大腿筋膜張筋は、その走行から膝屈曲すると外展・外旋してくる。

股関節屈曲位で膝屈曲しても制限がある場合は、単関節筋である内側・外側・中間広筋の伸張性低下の可能性が高い。

膝を伸ばす方に制限がある

股関節屈曲位で膝伸展に制限がある場合は、ニ関節筋であるハムストリングスの伸張性の低下

足関節背屈で膝伸展に制限がある場合は、ニ関節筋である腓腹筋、足底筋の伸張性低下

足関節底背屈で膝伸展変わらなければ大腿二頭筋短頭や膝窩筋の伸張性低下

以上のように動かしながら筋を見ていき、伸張性が乏しいところは施術者による手技やストレッチをしていきましょう。

自主練習で行う場合は、股関節や足関節のポジションに気をつけてみてくださいね。

膝蓋大腿関節(PF関節)の可動性評価

『膝のお皿』といわれる膝蓋骨には、筋に加えて靭帯や腱などさまざまな軟部組織が付着し、軟部組織の伸張性低下がPF関節の可動域制限につながります。

膝蓋骨を把持して、上下・左右に動かし、どの組織の伸張性が乏しいか見ます。
主には、膝蓋骨の上にある膝蓋上嚢、膝蓋骨下にある膝蓋下脂肪体、左右に付着する靭帯。

中でも、膝蓋下脂肪体は、変形性膝関節症で組織の繊維化により伸張性が低下しやすく、膝屈伸の動きに影響します。

正常な動きでは、膝を伸ばすとき、膝蓋骨が上方に動き、膝蓋下脂肪体は前方に出てきます。しかし、膝蓋下脂肪体の伸張性が低下していると、膝蓋骨が上方に動かず、膝伸展が制限されます。

引用:極める変形性膝関節症の理学療法

膝が完全に伸び切らないと、荷重時の筋発揮がうまくできないため、歩行や片脚立ちに影響してしまいます。
なので、こちらの動きもしっかり引き出しておきましょう。

大腿脛骨関節(FT関節)の可動性評価

大腿骨に対する脛骨の動き(内旋・外旋)のパターンを評価します。よくみられるのは、大腿骨内旋、相対的に、脛骨外旋でねじれているパターンと言われています。

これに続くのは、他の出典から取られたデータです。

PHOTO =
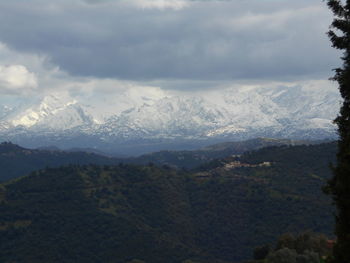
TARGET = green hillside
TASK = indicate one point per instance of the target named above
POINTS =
(120, 213)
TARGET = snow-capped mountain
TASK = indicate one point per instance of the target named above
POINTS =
(154, 115)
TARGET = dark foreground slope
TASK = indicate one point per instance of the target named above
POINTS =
(17, 161)
(125, 212)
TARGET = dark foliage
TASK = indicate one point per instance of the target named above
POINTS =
(129, 213)
(339, 186)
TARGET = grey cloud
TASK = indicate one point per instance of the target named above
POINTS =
(250, 39)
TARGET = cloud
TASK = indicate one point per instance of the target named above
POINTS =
(16, 77)
(161, 4)
(175, 39)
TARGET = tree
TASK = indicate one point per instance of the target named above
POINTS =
(339, 185)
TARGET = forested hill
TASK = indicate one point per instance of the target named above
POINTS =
(16, 161)
(126, 212)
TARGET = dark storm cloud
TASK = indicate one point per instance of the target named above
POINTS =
(242, 39)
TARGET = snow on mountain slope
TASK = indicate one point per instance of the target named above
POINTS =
(154, 113)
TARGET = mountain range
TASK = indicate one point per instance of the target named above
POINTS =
(139, 121)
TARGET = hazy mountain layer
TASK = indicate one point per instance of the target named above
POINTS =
(151, 120)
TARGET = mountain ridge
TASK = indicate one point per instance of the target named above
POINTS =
(161, 118)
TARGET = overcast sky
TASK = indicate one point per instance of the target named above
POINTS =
(172, 44)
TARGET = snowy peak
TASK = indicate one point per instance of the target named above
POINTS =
(56, 111)
(151, 113)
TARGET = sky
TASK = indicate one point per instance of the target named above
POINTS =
(104, 46)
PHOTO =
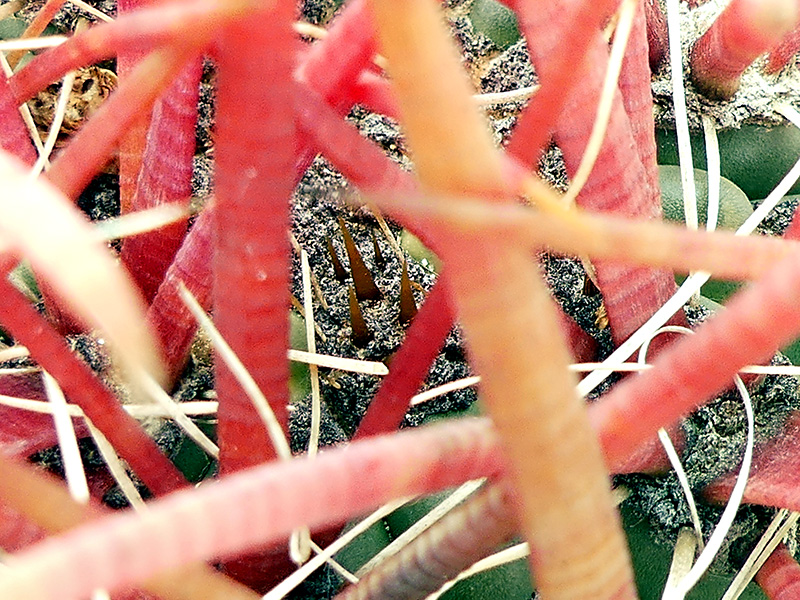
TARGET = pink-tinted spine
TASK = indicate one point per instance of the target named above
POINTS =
(17, 532)
(657, 37)
(167, 315)
(143, 30)
(269, 500)
(469, 533)
(579, 23)
(411, 364)
(84, 389)
(92, 146)
(132, 144)
(784, 52)
(693, 369)
(618, 184)
(14, 137)
(335, 63)
(745, 30)
(779, 577)
(375, 92)
(774, 478)
(637, 98)
(255, 151)
(165, 177)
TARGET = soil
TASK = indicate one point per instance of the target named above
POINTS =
(714, 434)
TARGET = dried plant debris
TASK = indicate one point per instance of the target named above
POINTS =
(318, 206)
(91, 87)
(715, 440)
(68, 15)
(757, 95)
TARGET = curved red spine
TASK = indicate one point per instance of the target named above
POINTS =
(165, 177)
(742, 32)
(167, 315)
(637, 98)
(618, 183)
(132, 144)
(143, 30)
(657, 36)
(84, 389)
(756, 322)
(255, 152)
(780, 56)
(200, 524)
(779, 577)
(558, 76)
(14, 136)
(335, 63)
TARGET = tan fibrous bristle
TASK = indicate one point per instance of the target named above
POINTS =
(361, 333)
(379, 261)
(338, 270)
(362, 278)
(408, 307)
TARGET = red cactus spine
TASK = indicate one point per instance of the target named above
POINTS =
(165, 177)
(743, 31)
(255, 152)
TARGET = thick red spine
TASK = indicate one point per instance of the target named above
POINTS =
(83, 388)
(165, 177)
(745, 30)
(255, 152)
(779, 577)
(755, 323)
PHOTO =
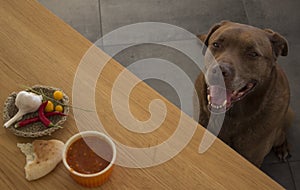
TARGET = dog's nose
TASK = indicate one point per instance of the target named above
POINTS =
(224, 68)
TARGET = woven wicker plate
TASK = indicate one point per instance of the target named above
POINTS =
(36, 129)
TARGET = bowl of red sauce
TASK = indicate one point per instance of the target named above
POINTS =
(89, 156)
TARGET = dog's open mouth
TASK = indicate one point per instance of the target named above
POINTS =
(221, 99)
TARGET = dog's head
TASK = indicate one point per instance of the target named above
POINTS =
(238, 59)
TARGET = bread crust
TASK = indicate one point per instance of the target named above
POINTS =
(42, 156)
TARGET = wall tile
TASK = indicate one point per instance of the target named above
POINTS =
(83, 16)
(195, 16)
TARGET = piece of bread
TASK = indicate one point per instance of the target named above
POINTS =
(42, 156)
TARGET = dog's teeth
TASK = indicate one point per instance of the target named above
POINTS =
(224, 103)
(208, 98)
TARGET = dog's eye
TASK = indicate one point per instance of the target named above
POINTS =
(216, 44)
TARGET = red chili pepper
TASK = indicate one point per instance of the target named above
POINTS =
(42, 116)
(35, 119)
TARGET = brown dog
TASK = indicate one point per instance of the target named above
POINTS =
(255, 93)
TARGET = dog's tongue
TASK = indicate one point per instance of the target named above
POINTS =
(218, 95)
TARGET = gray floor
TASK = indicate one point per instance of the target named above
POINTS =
(95, 18)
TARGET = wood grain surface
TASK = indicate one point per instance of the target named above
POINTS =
(36, 47)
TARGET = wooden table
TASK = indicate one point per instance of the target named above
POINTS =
(38, 48)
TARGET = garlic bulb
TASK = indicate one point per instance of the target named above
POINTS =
(26, 102)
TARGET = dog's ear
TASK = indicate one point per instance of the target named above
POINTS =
(202, 37)
(205, 37)
(279, 43)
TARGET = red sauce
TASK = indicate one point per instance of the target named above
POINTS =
(89, 155)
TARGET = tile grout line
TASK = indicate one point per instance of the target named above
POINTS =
(245, 10)
(100, 18)
(291, 171)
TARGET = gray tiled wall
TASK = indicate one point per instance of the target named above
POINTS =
(82, 15)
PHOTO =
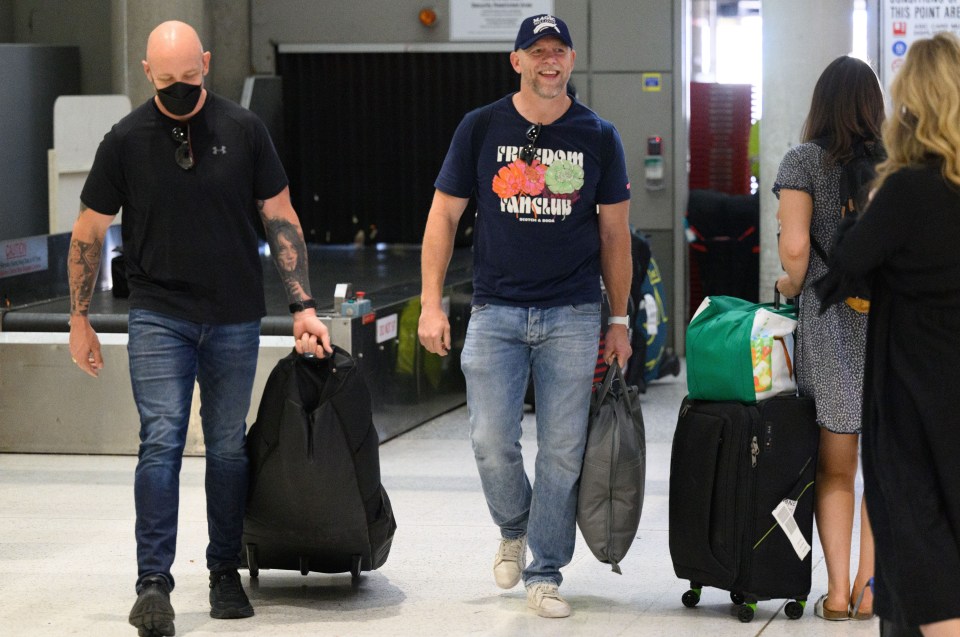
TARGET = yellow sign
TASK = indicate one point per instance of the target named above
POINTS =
(651, 82)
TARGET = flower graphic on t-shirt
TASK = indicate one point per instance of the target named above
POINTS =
(517, 177)
(564, 177)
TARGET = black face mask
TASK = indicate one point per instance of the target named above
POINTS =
(180, 98)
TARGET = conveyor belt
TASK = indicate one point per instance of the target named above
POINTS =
(387, 275)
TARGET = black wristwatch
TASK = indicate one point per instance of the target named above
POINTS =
(306, 304)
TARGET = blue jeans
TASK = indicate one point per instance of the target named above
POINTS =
(559, 345)
(167, 355)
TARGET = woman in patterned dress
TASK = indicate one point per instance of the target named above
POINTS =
(905, 247)
(844, 120)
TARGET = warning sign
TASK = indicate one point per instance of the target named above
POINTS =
(903, 21)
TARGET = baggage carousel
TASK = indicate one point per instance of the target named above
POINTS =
(47, 406)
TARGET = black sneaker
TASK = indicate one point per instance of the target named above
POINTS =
(152, 613)
(227, 599)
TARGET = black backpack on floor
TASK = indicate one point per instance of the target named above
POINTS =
(315, 500)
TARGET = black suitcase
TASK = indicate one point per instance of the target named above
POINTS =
(315, 498)
(731, 466)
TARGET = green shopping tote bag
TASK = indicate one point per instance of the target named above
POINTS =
(738, 350)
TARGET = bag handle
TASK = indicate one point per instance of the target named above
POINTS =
(613, 373)
(340, 359)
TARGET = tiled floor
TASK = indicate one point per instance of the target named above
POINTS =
(67, 556)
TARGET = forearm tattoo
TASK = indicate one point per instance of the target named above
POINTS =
(290, 256)
(83, 264)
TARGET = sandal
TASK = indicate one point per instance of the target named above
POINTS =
(855, 609)
(821, 611)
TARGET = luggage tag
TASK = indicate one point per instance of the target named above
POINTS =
(783, 514)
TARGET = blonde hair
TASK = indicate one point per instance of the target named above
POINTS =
(925, 123)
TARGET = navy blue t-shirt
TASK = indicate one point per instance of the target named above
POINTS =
(189, 236)
(536, 236)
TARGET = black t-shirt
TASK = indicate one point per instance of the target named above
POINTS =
(189, 236)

静止立位や、エクササイズ時にも評価できますが、筋や組織の伸張性の影響をみるためには、施術者が他動的に膝を屈伸して評価していきます。

膝屈曲すると、大腿が外旋してくる

大殿筋や股関節深層外旋筋の伸張性低下

膝屈曲すると、大腿が内旋してくる

中殿筋、小殿筋、大腿筋膜張筋の伸張性低下

膝屈曲すると、脛骨が外旋してくる

腸脛靭帯、外側ハムストリングスの伸張性低下

膝屈曲すると、脛骨が内旋してくる

膝窩筋、内側ハムストリングスの伸張性低下

筋の伸張性が低下していればストレッチをしましょう。伸張性に問題がなければ、正しい筋肉の使い方・運動パターンをピラティスで行っていきましょう。

脛腓関節の可動性評価

脛腓関節は、脛骨と腓骨間の関節です。直接、膝関節を構成する関節ではありませんが、腓骨には大腿二頭筋の付着部があり、大腿二頭筋の伸張性低下が、膝関節の伸展制限につながったり、外側FT関節の可動性に影響を及ぼす可能性があるため、見ておきます。

以上、組織の伸張性に低下がある場合についてまとめました。(※炎症や外科的侵襲の影響がない場合です)
介入としては、他動的な手技、ストレッチ、関節包内運動など行い、その後、自分でその範囲を動かせるようになること、最終的にはアライメントや動きの改善につなげていきましょう。

『参考文献』

・石井慎一郎,ほか:膝関節理学療法マネジメント,p68-79,メジカルビュー社,2018.

・斉藤秀之,ほか:極める変形性膝関節症の理学療法,p38-39,文光堂,2014.